7 Bahaya yang dapat terjadi? (Komponen Bahaya dan Pencegahan)
Bahaya:
Bahaya dapat terjadi dari pemberian novorapid adalah dapat menyebabkan pasien
mengalami hipoglikemi apabila setelah dilakukan penyuntikan pasien tidak langsung
mengkonsumsi makanan. Bahaya lainnya adalah dapat terjadi resiko infeksi jika tidak
mempertahankan prinsip aseptik dari tindakan tersebut (PERKENI, 2015).
Pencegahan:
Untuk mencegah terjadinya hipoglikemi pada pasien setelah pemberian novorapid maka
perlu dipastikan bahwa makanan sudah tersedia pada saat akan melakukan penyuntikan
sehingga setelah penyuntikan pasien dapat segera mengkonsumsi makanan. Perlu juga
mempertahankan teknik aseptik selama melakukan tindakan guna mencegah masuknya
kuman serta menurunkan resiko terjadinya infeksi pada lokasi penusukan.
9 Evaluasi Diri:
- Kelebihan: saya sudah dapat mengetahui rasional dalam dari tindakan intervensi
pemberian terapi novorapid kepada pasien saya
- Kekurangan: saya terkadang melakukan recapping setelah selesai melakukan
penyuntikkan sehingga beresiko tertusuk jarum
- Perbaikan: kedepannya saya akan langsung membuang jarum ke sharpbox dengan
menggunakan klem
Black. J., M & Hawks. J., H. (2014). Keperawatan Medikal Bedah (Edisi 8). Singapura:
Elsevier
Decroli, E. (2019). Diabetes Melitus Tipe 2.

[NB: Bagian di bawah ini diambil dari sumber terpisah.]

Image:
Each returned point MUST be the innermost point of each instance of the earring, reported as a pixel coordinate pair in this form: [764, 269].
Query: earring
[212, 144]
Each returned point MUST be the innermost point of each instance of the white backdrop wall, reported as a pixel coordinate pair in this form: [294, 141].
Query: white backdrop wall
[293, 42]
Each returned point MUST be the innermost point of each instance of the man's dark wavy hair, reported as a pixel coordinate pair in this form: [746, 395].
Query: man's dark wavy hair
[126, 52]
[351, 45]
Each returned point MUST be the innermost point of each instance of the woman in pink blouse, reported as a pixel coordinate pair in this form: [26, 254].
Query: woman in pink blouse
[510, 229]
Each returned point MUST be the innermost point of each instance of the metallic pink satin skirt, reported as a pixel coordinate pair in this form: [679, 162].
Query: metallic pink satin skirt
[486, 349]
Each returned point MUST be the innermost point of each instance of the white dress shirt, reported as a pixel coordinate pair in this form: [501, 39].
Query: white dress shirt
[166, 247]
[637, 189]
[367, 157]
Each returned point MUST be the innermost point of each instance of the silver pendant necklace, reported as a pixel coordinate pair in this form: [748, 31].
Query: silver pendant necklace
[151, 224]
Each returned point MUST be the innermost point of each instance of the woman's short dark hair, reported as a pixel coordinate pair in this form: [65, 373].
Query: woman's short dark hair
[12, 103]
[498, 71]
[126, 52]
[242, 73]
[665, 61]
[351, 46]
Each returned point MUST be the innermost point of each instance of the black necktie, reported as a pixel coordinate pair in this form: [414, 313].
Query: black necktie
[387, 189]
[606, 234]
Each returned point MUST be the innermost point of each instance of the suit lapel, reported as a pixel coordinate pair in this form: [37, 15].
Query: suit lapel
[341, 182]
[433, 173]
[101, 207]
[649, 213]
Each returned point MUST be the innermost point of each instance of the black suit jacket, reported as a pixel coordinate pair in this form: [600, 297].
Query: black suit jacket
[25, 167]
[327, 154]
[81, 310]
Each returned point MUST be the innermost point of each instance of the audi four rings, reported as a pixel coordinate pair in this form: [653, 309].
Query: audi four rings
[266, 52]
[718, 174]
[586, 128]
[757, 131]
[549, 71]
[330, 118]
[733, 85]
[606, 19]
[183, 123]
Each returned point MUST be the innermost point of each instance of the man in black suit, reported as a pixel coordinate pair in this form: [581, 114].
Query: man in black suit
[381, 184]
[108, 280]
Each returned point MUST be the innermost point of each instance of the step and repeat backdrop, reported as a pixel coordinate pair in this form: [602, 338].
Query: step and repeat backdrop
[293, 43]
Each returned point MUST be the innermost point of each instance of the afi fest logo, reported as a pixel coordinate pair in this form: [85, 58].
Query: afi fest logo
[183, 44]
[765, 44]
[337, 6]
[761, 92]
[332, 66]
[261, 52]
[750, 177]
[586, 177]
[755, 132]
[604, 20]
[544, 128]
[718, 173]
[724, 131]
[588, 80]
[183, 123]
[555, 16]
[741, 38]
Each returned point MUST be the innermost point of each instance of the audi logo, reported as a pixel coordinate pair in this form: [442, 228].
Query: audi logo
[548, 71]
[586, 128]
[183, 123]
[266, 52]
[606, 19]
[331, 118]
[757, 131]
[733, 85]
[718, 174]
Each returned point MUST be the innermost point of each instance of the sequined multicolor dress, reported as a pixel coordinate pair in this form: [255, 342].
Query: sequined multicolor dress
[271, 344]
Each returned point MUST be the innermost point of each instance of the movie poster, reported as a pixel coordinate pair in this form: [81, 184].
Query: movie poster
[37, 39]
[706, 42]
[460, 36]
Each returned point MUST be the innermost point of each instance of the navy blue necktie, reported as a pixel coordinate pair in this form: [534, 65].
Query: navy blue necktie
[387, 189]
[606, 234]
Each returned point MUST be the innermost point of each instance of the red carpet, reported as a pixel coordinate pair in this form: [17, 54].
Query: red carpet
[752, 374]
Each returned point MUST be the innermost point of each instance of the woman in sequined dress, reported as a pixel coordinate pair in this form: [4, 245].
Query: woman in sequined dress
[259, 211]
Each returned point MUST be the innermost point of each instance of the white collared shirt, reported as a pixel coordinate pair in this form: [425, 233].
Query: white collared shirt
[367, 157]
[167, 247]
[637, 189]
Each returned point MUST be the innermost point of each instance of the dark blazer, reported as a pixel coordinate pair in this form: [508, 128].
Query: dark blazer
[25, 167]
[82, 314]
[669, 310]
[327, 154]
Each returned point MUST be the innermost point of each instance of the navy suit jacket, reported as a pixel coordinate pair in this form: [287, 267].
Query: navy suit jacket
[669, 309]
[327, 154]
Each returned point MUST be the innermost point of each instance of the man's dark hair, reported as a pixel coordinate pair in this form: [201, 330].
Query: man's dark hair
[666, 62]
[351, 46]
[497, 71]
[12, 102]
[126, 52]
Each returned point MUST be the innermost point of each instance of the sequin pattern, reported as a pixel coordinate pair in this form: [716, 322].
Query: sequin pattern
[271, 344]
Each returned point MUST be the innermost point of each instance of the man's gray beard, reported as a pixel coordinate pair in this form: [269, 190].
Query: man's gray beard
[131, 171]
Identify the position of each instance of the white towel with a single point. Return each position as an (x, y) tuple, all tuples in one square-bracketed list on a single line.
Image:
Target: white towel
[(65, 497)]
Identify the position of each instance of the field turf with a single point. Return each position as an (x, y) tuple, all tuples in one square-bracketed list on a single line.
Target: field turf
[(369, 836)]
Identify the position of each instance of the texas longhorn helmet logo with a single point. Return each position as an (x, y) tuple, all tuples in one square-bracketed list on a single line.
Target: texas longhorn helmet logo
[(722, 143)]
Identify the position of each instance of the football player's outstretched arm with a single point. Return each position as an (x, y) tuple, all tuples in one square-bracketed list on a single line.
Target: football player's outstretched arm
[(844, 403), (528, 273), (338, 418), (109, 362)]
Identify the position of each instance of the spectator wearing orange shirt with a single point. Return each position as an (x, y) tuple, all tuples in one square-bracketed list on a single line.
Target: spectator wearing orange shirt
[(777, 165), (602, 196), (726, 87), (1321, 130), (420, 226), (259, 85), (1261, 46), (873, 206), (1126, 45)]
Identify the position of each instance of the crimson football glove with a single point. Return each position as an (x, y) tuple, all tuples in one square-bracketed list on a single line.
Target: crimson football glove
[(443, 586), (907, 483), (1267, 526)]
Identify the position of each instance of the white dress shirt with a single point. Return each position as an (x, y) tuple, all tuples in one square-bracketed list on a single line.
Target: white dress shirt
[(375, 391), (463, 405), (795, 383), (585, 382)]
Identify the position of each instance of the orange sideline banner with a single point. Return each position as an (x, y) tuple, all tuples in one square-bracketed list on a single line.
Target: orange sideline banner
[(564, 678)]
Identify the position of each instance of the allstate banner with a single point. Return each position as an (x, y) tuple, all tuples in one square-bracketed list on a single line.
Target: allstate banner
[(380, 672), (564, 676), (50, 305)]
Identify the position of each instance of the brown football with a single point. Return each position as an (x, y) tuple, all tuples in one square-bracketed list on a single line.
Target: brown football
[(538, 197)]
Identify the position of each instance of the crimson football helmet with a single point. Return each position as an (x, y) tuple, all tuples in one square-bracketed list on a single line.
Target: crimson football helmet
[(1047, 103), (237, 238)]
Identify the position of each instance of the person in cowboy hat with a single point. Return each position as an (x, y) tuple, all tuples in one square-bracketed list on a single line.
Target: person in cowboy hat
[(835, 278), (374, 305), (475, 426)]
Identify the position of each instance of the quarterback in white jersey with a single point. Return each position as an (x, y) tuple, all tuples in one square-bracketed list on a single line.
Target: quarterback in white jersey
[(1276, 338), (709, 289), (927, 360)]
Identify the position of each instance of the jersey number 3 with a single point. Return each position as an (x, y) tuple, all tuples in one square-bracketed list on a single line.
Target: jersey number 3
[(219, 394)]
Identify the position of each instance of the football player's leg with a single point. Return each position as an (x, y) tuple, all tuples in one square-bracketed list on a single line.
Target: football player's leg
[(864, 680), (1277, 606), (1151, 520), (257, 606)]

http://repo.unand.ac.id/21867/1/Buku%20Diabetes%20Melitus%20%28Lengkap%29.p
df. Diakses pada tanggal 14 September 2021
Kodu, S. (2018). Tingkat Pengetahuan Pasien Diabetes Militus Tipe Ii Tentang Cara
Penggunaan Dan Penyimpanan Insulin Pen Di Rsud Kanjuruhan Kapanjen Kabupaten
Malang. http://repository.pimedu.ac.id/id/eprint/243/. Diakses tanggal 14 September
2021
Kristiantoro, D. (2014). Evaluasi Cara Penggunaan Injeksi Insulin Pen Pada Pasien
Diabetes Melitus Di RS “X” Purwodadi.
http://eprints.ums.ac.id/30086/11/NASKAH_PUBLIKASI.pdf. Diakses pada tanggal 15
September 2021
Nanda Internasional. (2018). Diagnosis Keperawatan Definisi & Klasifikasi. Jakarta: ECG
PERKENI. (2015). Pengelolaan dan Pencegahan Diabetes Mellitus Tipe 2 Di Indonesia
2015. https://pbperkeni.or.id/wp-content/uploads/2019/01/4.-Konsensus-Pengelolaan-
dan-Pencegahan-Diabetes-melitus-tipe-2-di-Indonesia-PERKENI-2015.pdf. Diakses
pada tanggal 15 September 2021
WHO. (2019). Classifications of Diabetes Mellitus.